As Faixas de Renda e o Custo de Vida
A classificação socioeconômica no Brasil é dividida em letras que variam de A a E. No Acre, o custo de vida — influenciado pela logística de transporte e preços de serviços — faz com que a percepção de classe média varie conforme o poder de compra real. Para ser considerado Classe Média Alta (Classe B) em 2026, a renda familiar mensal deve estar situada entre 10 e 20 salários mínimos.

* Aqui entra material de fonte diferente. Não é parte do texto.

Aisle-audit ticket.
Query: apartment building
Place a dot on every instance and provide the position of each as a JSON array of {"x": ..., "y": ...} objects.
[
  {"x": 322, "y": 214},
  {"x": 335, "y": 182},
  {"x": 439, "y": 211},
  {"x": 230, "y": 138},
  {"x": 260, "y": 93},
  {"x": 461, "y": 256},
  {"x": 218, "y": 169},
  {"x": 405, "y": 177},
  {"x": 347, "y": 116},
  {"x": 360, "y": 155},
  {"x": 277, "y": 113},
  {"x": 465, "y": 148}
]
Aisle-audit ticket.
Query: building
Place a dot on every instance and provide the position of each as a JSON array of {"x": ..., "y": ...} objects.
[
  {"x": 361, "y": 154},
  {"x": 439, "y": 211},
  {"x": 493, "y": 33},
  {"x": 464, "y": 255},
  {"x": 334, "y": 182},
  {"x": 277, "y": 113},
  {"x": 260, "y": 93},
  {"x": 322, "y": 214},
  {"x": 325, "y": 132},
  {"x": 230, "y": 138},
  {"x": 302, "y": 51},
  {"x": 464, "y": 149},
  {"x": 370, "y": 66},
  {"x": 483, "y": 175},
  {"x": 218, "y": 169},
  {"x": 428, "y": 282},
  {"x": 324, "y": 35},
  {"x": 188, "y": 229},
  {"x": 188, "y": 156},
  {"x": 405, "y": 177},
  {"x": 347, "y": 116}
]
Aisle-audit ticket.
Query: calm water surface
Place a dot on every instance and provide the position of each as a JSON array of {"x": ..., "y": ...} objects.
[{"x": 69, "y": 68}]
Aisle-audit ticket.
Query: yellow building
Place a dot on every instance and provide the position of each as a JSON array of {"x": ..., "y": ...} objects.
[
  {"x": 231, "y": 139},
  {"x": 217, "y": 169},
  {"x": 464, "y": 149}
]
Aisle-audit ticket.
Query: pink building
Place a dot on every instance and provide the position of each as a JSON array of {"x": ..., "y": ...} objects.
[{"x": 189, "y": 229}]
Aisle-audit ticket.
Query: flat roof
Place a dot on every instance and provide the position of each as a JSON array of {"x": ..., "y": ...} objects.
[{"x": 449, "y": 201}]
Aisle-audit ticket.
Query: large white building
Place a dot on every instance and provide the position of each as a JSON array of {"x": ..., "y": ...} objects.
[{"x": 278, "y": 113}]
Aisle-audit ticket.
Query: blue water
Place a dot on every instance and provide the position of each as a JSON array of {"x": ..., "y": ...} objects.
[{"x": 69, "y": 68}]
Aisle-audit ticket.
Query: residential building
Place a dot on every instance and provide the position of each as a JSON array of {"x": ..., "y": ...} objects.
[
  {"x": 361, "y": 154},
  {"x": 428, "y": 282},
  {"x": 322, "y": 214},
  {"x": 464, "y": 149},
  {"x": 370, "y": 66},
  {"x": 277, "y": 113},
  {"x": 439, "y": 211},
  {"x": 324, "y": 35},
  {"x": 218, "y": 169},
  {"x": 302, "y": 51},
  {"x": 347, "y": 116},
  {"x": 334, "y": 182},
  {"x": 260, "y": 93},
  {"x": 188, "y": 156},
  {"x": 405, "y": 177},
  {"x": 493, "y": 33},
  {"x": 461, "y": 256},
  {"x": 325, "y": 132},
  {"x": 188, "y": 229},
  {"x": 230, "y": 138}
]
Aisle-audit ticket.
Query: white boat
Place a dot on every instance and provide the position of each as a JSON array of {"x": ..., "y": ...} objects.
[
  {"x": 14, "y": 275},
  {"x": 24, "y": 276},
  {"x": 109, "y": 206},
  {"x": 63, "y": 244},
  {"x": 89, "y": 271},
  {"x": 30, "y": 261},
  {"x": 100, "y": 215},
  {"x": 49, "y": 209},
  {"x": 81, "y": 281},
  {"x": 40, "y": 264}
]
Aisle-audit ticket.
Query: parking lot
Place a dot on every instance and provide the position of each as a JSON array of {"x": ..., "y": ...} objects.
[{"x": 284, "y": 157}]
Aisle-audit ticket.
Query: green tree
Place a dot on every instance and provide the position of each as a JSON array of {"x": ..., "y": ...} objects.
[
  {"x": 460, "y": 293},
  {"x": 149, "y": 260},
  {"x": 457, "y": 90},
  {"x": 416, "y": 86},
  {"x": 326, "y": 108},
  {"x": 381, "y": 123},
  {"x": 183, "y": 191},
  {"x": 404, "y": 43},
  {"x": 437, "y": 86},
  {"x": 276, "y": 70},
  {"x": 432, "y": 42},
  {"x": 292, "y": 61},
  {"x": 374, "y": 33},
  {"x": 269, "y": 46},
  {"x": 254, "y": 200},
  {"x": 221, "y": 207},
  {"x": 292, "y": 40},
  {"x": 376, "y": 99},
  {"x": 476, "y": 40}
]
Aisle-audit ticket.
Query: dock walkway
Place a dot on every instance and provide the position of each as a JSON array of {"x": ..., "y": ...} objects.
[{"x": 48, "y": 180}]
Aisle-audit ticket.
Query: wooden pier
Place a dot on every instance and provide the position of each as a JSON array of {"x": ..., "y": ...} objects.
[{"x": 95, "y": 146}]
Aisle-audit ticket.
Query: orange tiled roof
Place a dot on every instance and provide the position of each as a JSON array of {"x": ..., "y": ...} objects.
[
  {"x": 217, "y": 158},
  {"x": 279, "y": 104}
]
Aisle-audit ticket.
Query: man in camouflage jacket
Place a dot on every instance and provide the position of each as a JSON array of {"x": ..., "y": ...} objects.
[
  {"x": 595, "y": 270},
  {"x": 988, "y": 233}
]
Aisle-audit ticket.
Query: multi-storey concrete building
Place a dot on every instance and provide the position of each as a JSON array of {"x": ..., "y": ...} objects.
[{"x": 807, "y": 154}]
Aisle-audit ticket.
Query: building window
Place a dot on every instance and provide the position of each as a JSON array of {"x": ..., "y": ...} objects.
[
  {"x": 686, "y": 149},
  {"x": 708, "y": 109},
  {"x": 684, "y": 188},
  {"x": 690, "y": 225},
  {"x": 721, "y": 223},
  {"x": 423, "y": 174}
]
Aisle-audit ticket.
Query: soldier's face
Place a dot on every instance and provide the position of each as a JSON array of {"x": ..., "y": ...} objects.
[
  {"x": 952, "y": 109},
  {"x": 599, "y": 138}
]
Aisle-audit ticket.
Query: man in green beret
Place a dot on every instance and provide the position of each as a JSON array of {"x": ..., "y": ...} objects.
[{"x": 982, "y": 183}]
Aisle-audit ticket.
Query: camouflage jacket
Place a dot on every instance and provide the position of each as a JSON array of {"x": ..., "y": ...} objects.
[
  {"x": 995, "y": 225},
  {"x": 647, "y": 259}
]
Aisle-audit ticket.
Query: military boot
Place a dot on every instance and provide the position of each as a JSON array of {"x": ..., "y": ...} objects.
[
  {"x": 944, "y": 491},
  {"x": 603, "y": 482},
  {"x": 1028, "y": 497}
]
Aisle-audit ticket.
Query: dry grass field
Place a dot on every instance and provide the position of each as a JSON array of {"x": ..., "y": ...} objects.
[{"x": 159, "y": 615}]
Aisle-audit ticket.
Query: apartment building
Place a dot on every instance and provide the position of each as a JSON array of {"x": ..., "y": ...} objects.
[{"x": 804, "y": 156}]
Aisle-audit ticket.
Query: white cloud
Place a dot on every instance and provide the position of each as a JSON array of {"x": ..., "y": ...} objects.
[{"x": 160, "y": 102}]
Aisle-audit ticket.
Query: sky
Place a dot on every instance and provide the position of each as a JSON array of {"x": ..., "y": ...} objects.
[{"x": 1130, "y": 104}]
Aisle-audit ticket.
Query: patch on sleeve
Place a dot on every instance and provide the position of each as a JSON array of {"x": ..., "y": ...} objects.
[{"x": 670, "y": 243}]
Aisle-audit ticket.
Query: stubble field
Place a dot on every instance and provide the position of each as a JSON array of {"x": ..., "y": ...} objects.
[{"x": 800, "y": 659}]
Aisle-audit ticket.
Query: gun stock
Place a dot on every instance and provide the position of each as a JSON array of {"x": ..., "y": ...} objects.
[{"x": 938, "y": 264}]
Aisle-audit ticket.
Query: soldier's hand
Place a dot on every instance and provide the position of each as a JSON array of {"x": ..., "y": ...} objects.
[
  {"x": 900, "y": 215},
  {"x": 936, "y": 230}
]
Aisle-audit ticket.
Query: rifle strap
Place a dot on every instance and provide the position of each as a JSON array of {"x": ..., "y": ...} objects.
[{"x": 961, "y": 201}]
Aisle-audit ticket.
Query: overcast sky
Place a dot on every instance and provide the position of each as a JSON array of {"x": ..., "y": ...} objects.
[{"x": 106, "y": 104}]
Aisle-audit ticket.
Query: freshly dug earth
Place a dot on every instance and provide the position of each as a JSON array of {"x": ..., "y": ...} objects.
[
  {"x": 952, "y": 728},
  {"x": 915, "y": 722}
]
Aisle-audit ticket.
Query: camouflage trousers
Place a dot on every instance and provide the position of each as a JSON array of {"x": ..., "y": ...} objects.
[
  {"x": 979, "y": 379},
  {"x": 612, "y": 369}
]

Já a Classe A, o topo da pirâmide, é restrita aos que superam a marca dos 20 salários mínimos.
| Classe Social | Renda Familiar Mensal (R$) | Referência (Salários Mínimos) |
|---|---|---|
| Classe A | Acima de R$ 31.000 | Mais de 20 SM |
| Classe B (Média Alta) | R$ 15.500 a R$ 31.000 | 10 a 20 SM |
| Classe C (Média) | R$ 6.200 a R$ 15.500 | 4 a 10 SM |
| Classe D/E | Até R$ 6.200 | Até 4 SM |
O Perfil da Classe Média no Acre
De acordo com especialistas em economia regional, a Classe C continua sendo o maior motor do consumo no estado, englobando grande parte do funcionalismo público e pequenos empreendedores. Contudo, a transição para a Classe B exige não apenas um salário individual elevado, mas a soma de rendimentos de vários membros da família ou fontes de renda passiva. O acesso a planos de saúde privados de alta cobertura, viagens internacionais e educação de elite são os principais marcadores que distinguem a Classe Média Alta (B) da Classe Média tradicional (C) em Rio Branco.